La Coupe d’Afrique des nations 2025, organisée au Maroc, a franchi un cap important le 4 janvier avec des huitièmes de finale très attendus. Dans des stades pleins et sous une pression maximale, plusieurs sélections majeures ont joué leur avenir dans la compétition. Le pays hôte, le Maroc, mais aussi le Cameroun, ont livré des matchs tendus, disputés jusqu’au bout, illustrant parfaitement l’intensité de cette CAN.
Le Maroc assure l’essentiel face à la Tanzanie
À Rabat, les Lions de l’Atlas savaient qu’ils n’avaient pas le droit à l’erreur. Devant leur public, le Maroc affrontait une équipe tanzanienne joueuse, disciplinée et sans complexe. Dès le coup d’envoi, les Marocains prennent le contrôle du ballon et imposent leur rythme, mais se heurtent à un bloc bas bien organisé.
La première période est marquée par une domination territoriale du Maroc, sans pour autant trouver la faille. Les occasions existent, mais le dernier geste manque de précision. La Tanzanie, de son côté, se montre dangereuse en contre, obligeant la défense marocaine à rester vigilante.
Le tournant du match intervient en seconde période. À la 64e minute, Brahim Díaz débloque la situation après une action collective bien construite. Sa frappe précise fait exploser le stade et libère tout un pays. Ce but, le quatrième pour lui dans la compétition, confirme son statut d’homme fort de cette CAN.
Après l’ouverture du score, le Maroc gère son avance avec maturité. La Tanzanie tente de réagir mais se heurte à une défense solide et à un milieu de terrain bien en place. Score final 1–0, suffisant pour envoyer les Lions de l’Atlas en quarts de finale.
Cette victoire, sans être spectaculaire, montre un Maroc pragmatique, capable de gagner même lorsque le jeu n’est pas flamboyant. Un signe fort dans une compétition où l’efficacité prime souvent sur le spectacle.
Cameroun – Afrique du Sud : un choc intense et spectaculaire
Dans l’autre rencontre marquante de la journée, le Cameroun retrouvait l’Afrique du Sud pour un duel très attendu entre deux nations au riche passé continental. Dès les premières minutes, le ton est donné : engagement physique, pressing intense et rythme élevé.
L’Afrique du Sud surprend d’abord en affichant une belle maîtrise collective et en mettant la pression sur la défense camerounaise. Mais l’expérience des Lions Indomptables finit par parler. Plus réalistes, ils exploitent leurs temps forts et parviennent à faire la différence.
Le match reste longtemps indécis, avec des occasions de part et d’autre. Le Cameroun se montre cependant plus efficace dans les moments clés, s’imposant finalement 2 buts à 1. Une victoire précieuse qui confirme la capacité de cette équipe à répondre présente dans les matchs à élimination directe.

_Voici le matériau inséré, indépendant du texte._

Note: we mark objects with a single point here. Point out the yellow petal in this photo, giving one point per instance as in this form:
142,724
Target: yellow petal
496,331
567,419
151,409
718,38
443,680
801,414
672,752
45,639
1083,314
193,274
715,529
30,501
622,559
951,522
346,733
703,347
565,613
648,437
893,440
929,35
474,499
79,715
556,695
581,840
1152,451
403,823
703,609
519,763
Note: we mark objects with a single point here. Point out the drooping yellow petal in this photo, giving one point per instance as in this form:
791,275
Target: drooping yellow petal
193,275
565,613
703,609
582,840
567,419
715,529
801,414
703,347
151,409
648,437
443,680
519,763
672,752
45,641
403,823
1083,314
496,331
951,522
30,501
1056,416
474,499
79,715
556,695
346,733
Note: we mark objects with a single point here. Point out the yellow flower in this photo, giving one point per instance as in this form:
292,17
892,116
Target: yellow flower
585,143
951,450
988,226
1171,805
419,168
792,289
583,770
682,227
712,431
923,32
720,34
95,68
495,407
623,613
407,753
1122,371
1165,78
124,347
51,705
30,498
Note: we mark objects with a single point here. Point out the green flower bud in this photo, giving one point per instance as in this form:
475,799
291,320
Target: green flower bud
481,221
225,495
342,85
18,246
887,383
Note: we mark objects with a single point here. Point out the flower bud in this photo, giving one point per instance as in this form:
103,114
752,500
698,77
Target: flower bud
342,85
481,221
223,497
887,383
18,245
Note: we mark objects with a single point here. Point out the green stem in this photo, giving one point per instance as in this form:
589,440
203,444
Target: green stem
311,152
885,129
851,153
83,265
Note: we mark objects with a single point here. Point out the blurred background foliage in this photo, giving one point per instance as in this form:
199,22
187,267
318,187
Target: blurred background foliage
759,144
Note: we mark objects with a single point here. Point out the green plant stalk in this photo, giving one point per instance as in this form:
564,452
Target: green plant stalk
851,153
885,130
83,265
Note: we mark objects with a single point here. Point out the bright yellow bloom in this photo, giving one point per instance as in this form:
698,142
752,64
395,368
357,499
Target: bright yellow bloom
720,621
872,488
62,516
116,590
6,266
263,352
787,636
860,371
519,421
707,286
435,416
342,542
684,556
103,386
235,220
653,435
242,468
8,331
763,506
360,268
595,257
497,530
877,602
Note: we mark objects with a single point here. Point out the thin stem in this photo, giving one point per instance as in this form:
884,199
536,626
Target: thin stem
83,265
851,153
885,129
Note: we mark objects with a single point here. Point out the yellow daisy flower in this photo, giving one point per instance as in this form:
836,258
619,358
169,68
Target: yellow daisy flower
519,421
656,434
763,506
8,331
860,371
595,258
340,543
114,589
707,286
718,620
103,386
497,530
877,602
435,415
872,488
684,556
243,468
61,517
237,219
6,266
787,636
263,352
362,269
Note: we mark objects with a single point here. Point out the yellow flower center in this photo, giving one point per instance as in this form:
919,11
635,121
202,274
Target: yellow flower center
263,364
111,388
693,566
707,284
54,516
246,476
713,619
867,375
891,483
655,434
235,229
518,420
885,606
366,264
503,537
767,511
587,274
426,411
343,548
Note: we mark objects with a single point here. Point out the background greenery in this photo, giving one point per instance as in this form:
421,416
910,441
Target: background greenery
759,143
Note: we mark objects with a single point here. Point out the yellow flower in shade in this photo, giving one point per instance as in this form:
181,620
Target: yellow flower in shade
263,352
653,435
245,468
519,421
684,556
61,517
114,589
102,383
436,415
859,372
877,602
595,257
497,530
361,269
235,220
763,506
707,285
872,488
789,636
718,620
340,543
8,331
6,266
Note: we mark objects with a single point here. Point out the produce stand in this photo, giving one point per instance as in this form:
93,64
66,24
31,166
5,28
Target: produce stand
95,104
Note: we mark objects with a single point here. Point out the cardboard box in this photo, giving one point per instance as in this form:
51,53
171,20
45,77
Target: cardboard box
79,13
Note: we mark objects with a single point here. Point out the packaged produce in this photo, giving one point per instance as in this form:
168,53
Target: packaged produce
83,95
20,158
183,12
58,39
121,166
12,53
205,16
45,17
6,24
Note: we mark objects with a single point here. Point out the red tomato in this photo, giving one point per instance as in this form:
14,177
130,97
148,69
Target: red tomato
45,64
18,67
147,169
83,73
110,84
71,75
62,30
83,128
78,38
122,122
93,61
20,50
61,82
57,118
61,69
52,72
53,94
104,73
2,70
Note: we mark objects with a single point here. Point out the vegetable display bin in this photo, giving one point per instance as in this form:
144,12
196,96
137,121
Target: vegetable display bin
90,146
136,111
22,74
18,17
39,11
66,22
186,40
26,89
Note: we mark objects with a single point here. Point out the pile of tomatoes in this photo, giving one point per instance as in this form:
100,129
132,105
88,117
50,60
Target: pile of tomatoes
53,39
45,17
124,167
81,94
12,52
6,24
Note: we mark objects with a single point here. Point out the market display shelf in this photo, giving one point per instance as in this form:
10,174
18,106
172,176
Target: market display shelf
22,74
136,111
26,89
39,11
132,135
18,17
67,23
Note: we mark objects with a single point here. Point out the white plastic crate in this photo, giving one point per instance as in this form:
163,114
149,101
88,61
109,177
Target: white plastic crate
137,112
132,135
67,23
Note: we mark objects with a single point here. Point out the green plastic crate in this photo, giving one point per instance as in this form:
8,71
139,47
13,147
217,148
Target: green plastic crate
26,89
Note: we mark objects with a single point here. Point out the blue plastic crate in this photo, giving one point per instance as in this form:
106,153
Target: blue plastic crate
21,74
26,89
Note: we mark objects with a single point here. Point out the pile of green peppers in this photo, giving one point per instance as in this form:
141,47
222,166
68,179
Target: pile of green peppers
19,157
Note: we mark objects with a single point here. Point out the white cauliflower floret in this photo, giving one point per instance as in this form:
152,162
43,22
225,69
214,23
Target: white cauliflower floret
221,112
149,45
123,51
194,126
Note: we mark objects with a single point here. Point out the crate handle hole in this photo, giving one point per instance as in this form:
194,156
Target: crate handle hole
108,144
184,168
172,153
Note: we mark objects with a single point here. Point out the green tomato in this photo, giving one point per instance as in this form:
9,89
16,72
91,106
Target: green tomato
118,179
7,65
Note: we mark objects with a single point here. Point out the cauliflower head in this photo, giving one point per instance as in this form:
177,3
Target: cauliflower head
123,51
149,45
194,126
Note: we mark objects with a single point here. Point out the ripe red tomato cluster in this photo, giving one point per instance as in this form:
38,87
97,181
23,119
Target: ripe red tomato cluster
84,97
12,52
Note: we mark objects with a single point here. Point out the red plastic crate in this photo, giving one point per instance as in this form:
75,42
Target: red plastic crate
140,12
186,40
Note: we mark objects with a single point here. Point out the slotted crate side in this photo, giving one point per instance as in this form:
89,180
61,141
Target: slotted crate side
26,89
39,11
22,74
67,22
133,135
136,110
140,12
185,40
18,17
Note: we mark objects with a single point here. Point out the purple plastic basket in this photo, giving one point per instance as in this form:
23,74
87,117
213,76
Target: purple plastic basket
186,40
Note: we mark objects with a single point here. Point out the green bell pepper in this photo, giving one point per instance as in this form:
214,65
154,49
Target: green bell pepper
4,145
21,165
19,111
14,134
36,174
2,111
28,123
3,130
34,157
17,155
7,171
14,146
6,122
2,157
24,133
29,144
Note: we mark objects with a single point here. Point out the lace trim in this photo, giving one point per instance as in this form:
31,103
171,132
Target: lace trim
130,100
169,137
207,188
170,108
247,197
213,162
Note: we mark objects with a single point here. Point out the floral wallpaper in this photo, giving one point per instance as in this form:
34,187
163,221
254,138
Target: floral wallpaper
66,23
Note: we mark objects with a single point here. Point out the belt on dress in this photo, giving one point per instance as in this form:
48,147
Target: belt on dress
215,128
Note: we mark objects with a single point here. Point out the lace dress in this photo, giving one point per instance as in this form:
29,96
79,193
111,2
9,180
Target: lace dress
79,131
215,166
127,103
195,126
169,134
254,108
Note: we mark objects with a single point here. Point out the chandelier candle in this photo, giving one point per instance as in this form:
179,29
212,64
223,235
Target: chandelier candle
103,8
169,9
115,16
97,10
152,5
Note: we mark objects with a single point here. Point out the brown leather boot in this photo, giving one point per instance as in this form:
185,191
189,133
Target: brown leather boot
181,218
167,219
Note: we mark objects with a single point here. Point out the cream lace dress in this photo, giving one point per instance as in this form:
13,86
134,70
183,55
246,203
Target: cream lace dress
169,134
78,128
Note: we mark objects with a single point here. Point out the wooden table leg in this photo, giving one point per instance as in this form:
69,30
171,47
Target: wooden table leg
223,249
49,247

Cette rencontre a rappelé pourquoi le Cameroun reste l’une des sélections les plus redoutées d’Afrique : une équipe parfois bousculée, mais toujours difficile à faire tomber.
Une CAN qui monte en intensité
Cette journée du 4 janvier marque clairement l’entrée de la CAN 2025 dans sa phase la plus intense. Les matchs ne se jouent plus uniquement sur la technique ou la possession, mais sur la gestion de la pression, l’expérience et la capacité à être décisif dans les moments clés.
Le Maroc, porté par son public, avance avec prudence mais détermination. Le Cameroun, fidèle à sa réputation, démontre une fois encore qu’il faudra compter sur lui jusqu’au bout. Les surprises restent possibles, mais les grandes nations répondent présentes.
Cap sur les quarts de finale
Avec ces résultats, le tableau des quarts de finale commence à se dessiner, promettant des affiches de très haut niveau. Chaque match devient désormais une finale avant l’heure, où la moindre erreur peut être fatale.
La CAN Maroc 2025 confirme jour après jour son statut de compétition imprévisible, passionnante et exigeante. Le 4 janvier en a été une parfaite illustration, entre maîtrise, tension et émotions fortes. Les supporters peuvent s’attendre à une suite encore plus intense, alors que le rêve continental se rapproche pour certains… et s’éloigne définitivement pour d’autres.